Затруднения, которые неизбежно сопрягаются с отыскиванием «хороших людей» в провинции, бывают двоякого рода. Первое заключается в том, что при настоящих условиях дело покорения человеческих сердец возможно только тогда, когда оно ведется в формах самых сдержанных и уклончивых; второе — в том, что человек, занимающийся покорением сердец, волею или неволею обязывается прежде всего открыть какое-нибудь посредствующее звено, которое связывало бы его личные идеалы с теми, которые стоят у него на пути. Что акклиматизируемый человек обязывается вести свои поиски в формах до крайности уклончивых — это ни для кого не тайна. Невозможно отрицать, что каждое его действие, каждое слово подвергаются комментариям, в которых предвзятая мысль и подозрительность играют роль очень видную. Исключительный характер положения ставит его открытым для всех взоров и предположений. «Может быть, он и в самом деле какой-нибудь смутьян?» — невольно спрашивает себя обыватель, сбитый с толку загадочной внешностью, облекающею факт появления акклиматизируемого человека; а наблюдающая власть даже и вопросами не задается, а прямо говорит: «Да̀, смутьян». Хоть это нимало не вредит жалению, разлитому во всех сердцах (обыкновенно этот предполагаемый смутьян — молодой человек, а кто же смолоду не был молод?*), но не вредит лишь под условием строгой выдержки и смотрения в оба. Этого мало: угрозы, которыми действительно окружено существование акклиматизируемого человека, в весьма значительной степени усиливаются еще угрозами несуществующими, но возможными. Предположим, что акклиматизируемый человек настолько благоразумен, что уже не ждет особенных ласк от судьбы, но легкость, с которою он на каждом шагу рискует подвергаться всевозможным ущемлениям и уязвлениям, невольным образом должна наводить его на соображения далеко не светлого свойства. Очень может быть, что никто не воспользуется этою легкостью, но она существует как возможность, и этого достаточно, чтобы мысль самую смелую привести в смущение. А отсюда следствие ясное: или необходимость уйти в себя, или же не менее горькая необходимость взвешивать каждое слово, обесцвечивать его и сообщать ему двойной смысл. Понятно, какою неясностью и запутанностью должны страдать отношения, которые завязываются при подобных условиях.

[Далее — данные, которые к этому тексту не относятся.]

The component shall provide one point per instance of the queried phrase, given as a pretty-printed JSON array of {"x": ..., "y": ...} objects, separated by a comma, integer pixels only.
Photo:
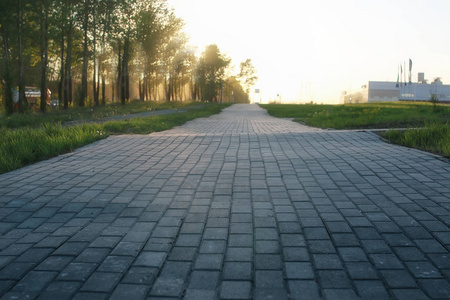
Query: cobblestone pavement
[{"x": 237, "y": 206}]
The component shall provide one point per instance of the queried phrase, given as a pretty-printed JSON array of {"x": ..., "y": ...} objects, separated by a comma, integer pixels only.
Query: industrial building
[{"x": 381, "y": 91}]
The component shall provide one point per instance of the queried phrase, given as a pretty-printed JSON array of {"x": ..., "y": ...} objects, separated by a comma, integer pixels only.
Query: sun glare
[{"x": 312, "y": 50}]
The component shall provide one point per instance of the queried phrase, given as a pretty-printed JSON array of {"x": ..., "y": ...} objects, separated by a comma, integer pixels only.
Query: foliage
[
  {"x": 233, "y": 91},
  {"x": 210, "y": 72},
  {"x": 434, "y": 137},
  {"x": 87, "y": 113},
  {"x": 24, "y": 146},
  {"x": 90, "y": 52},
  {"x": 368, "y": 115},
  {"x": 247, "y": 75}
]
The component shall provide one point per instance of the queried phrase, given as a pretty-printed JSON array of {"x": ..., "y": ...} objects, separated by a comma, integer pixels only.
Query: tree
[
  {"x": 44, "y": 52},
  {"x": 233, "y": 91},
  {"x": 210, "y": 72},
  {"x": 247, "y": 75},
  {"x": 6, "y": 30}
]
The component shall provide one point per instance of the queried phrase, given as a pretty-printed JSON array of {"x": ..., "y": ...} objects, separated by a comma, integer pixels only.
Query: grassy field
[
  {"x": 30, "y": 144},
  {"x": 368, "y": 115},
  {"x": 428, "y": 124},
  {"x": 433, "y": 138},
  {"x": 87, "y": 113}
]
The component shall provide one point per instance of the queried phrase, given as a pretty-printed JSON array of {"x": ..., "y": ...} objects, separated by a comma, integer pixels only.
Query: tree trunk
[
  {"x": 68, "y": 75},
  {"x": 119, "y": 70},
  {"x": 61, "y": 72},
  {"x": 83, "y": 94},
  {"x": 44, "y": 55},
  {"x": 21, "y": 84},
  {"x": 8, "y": 100}
]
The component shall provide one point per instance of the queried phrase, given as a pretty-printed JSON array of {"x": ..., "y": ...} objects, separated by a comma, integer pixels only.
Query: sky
[{"x": 313, "y": 50}]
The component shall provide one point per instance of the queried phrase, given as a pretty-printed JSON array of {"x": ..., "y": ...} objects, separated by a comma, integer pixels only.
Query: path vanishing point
[{"x": 240, "y": 205}]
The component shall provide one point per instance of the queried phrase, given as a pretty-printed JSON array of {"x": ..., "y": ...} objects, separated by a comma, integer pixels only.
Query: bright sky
[{"x": 315, "y": 49}]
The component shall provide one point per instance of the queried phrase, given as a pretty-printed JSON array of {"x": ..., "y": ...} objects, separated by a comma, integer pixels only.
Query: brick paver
[{"x": 236, "y": 206}]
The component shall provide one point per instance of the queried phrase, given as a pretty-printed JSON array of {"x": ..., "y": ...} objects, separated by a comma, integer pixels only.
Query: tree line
[{"x": 84, "y": 47}]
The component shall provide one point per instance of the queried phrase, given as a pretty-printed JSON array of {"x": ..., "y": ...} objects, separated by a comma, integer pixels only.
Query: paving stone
[
  {"x": 240, "y": 270},
  {"x": 303, "y": 289},
  {"x": 299, "y": 270},
  {"x": 77, "y": 271},
  {"x": 204, "y": 280},
  {"x": 371, "y": 289},
  {"x": 34, "y": 281},
  {"x": 236, "y": 290},
  {"x": 101, "y": 282},
  {"x": 398, "y": 279},
  {"x": 129, "y": 291},
  {"x": 194, "y": 294},
  {"x": 436, "y": 288}
]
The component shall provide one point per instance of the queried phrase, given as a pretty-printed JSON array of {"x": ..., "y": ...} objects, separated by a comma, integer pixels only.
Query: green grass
[
  {"x": 368, "y": 115},
  {"x": 433, "y": 119},
  {"x": 26, "y": 146},
  {"x": 434, "y": 138},
  {"x": 23, "y": 146},
  {"x": 87, "y": 113}
]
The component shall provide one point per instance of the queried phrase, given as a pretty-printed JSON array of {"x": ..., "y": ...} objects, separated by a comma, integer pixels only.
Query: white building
[{"x": 380, "y": 91}]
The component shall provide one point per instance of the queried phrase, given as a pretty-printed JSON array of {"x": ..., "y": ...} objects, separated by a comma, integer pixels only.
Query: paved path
[{"x": 237, "y": 206}]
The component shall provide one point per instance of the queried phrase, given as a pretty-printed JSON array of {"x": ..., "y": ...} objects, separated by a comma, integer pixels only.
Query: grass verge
[
  {"x": 24, "y": 146},
  {"x": 367, "y": 115},
  {"x": 87, "y": 113},
  {"x": 434, "y": 118},
  {"x": 434, "y": 138}
]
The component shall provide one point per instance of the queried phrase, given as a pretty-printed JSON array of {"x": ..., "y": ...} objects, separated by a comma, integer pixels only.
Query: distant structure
[{"x": 381, "y": 91}]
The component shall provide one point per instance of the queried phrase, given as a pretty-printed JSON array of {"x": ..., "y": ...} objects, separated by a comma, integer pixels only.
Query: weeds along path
[
  {"x": 239, "y": 205},
  {"x": 135, "y": 115}
]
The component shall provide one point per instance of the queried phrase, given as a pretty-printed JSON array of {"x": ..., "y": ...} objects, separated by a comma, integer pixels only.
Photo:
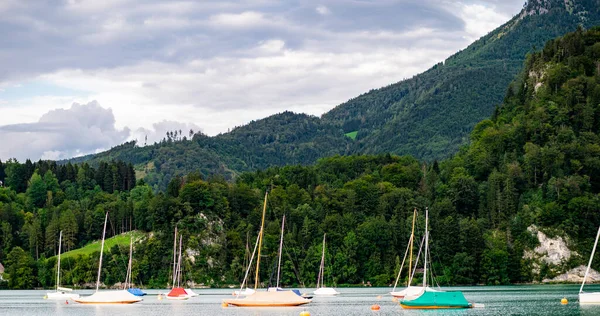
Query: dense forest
[
  {"x": 428, "y": 116},
  {"x": 535, "y": 161}
]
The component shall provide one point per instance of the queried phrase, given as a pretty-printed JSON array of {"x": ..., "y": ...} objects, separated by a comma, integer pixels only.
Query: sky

Второе затруднение еще важнее. Звено, которое связывает идеалы акклиматизируемого человека с идеалами аборигена, так длинно, что невозможно утилизировать его иначе, как укоротивши его, а это — по крайней мере, для начала — возможно сделать только с явным ущербом для первых. Человек, отдающий себя делу воспитания*, весьма редко принимает в расчет ту силу сопротивления, которую оказывает сторона воспитываемая, но суровая действительность не замедлит напомнить ему об этом, и напомнить самым разочаровывающим образом. Тут дело не только в терпеливом повторении задов, но и в ниспровержении лжей и фантасмагорий, накопленных эмпиризмом и суеверием. Тут дело идет не с tabula rasa[69], а с доскою, исписанною сверху донизу каракулями очень определенного свойства. Каждая из накопленных лжей отстаивается тем с большим упорством, чем меньше имеется разумных оснований для поддержания ее. И в большей части случаев самое прикосновение к лжи считается дерзостью, почти что святотатством.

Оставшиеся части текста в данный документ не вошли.